Notwithstanding my reluctance to judge justice purely in terms of dollars and cents, there is one absolute truth about capital punishment: it costs a state millions to establish and manage the process. When a prosecutor decides to seek the death penalty, the government incurs tremendous expense, not so much related to the execution itself, but associated with the trial and appellate review. Capital murder cases tend to involve more legal motions, more expert witnesses, and longer trials, including a separate penalty phase for the jury to decide between life imprisonment and the death penalty. And if the sentence is to be death, the per inmate cost of incarceration on death row is substantially greater than that for the general prison population.
Study after study have confirmed the high price tag for capital punishment. For example, an analysis of capital trial costs in Maryland, published by the Urban Institute, estimated the average expense of a successful death penalty prosecution to be about $3 million, triple the lifetime cost of a capital-eligible case in which prosecutors does not seek death. A recent estimate in Florida of the aggregate cost of administering the state’s capital punishment process was projected at $51 million annually.

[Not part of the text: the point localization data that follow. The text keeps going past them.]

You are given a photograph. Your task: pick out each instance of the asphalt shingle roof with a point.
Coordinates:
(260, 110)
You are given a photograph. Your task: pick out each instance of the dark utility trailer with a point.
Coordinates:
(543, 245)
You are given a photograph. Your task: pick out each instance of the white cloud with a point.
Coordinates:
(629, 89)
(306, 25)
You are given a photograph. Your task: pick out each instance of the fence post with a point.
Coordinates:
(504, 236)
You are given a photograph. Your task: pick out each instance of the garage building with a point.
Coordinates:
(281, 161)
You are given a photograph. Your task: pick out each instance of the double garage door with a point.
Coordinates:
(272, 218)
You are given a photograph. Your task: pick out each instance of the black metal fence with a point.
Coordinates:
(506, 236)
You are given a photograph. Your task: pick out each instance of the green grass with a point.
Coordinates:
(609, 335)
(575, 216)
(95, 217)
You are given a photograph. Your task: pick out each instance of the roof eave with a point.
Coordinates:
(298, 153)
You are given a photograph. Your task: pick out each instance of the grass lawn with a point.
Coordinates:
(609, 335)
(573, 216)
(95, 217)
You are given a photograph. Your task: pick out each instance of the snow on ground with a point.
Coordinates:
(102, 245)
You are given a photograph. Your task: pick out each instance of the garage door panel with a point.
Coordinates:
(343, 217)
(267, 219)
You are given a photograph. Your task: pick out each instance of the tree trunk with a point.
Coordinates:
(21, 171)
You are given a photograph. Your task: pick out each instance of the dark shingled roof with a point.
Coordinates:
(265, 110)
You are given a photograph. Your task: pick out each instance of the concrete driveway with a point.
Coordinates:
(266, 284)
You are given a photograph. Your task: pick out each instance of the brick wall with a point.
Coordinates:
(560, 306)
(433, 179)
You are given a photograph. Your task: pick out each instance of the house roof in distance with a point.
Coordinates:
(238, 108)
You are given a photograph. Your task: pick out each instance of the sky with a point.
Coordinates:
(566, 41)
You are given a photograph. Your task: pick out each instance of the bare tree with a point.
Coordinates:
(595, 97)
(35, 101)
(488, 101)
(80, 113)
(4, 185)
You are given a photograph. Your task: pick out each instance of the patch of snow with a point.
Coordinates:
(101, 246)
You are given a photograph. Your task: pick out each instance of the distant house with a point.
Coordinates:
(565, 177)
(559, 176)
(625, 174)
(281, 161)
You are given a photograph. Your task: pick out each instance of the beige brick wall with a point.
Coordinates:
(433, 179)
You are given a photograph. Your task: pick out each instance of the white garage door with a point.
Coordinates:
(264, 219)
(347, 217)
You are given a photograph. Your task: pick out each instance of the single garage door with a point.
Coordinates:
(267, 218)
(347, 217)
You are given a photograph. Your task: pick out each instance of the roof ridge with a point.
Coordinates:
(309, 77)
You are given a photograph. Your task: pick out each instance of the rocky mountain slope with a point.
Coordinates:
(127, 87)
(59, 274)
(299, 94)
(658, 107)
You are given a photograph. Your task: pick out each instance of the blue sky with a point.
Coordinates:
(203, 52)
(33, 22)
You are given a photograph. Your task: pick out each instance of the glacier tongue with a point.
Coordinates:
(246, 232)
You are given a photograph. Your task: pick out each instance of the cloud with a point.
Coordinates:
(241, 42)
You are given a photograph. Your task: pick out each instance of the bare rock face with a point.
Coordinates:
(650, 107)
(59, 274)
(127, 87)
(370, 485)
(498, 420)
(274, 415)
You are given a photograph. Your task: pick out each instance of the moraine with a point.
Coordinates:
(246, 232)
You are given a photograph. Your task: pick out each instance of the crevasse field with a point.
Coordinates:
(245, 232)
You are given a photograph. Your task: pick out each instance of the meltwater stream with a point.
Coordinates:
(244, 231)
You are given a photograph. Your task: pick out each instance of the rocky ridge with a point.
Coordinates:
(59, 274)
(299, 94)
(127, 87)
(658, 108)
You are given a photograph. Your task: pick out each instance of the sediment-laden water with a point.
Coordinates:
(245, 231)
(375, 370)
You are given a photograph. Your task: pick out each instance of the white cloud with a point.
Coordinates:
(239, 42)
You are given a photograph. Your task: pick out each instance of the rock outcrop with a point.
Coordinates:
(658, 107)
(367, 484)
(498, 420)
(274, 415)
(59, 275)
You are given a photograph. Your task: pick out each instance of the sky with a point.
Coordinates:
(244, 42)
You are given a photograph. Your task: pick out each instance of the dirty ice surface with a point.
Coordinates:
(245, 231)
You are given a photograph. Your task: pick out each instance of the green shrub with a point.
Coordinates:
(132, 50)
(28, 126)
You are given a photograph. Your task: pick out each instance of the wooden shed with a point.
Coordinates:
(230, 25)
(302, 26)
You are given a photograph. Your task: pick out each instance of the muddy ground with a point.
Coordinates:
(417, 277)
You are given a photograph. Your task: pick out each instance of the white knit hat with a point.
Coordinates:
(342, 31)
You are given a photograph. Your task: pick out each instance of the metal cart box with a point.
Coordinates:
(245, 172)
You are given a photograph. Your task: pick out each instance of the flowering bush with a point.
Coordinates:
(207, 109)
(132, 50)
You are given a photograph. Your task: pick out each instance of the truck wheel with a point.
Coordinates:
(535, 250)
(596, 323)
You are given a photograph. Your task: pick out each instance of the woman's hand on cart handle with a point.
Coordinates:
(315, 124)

Precisely because of the cost factor, a number of states around he country--including New Jersey, New Mexico and New Hampshire--either have abolished or have considered abolishing the use of capital punishment. Why, then, especially in this challenging economic climate, should we in Massachusetts move in the opposite direction?
Gov. Romney didn’t get very far in his effort to reintroduce capital punishment in Massachusetts, nor did Miseli in his most recent attempt. The Miceli-sponsored add-on was quickly and strategically eclipsed by an overriding amendment to send the capital punishment proposal for further study, which is typically the death sentence for unwanted legislation.